I spend a considerable amount of time advising clients to refrain from pursuing a claim or lawsuit on a personal injury matter.  Sadly, many non-lawyers believe that attorneys live to file lawsuits, and think that attorneys believe that litigation is always in a client’s best interest.  This could not be further from the truth.

A plaintiff in a personal injury or wrongful death lawsuit has the burden to prove, by a preponderance of the evidence, all of the following:

  1. The defendant owed a duty of care to the plaintiff;
  2. The defendant breached his duty of care (“negligence”);
  3. The breach was both a proximate and actual cause of the plaintiff’s damages; and
  4. The extent of plaintiff’s damages (for example, pain and suffering (or “general damages”), past and future medical expenses, loss of earnings and impairment to future earning capacity).

Just as important, the defendant should either be insured by a policy of liability insurance that will cover any judgment or settlement that the plaintiff obtains in the lawsuit, or have the financial ability to pay a judgment rendered in favor of the plaintiff.

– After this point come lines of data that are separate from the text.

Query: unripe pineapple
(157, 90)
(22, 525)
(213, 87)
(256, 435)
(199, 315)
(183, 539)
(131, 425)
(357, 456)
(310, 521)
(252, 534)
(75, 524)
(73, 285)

Occasionally, after evaluating a prospective client’s case, I am faced with the unenviable task of informing that person that the defendant is not at fault, or the defendant’s fault was not the cause of that person’s damages.  Or just as frustrating, the responsible person was not insured and will not be able to pay any judgment rendered against him.

Sometimes, litigation may not be in a client’s best interest.  The decision about whether a person should pursue a claim or lawsuit, of course, is highly fact-specific, and should be undertaken only after consultation with a competent attorney.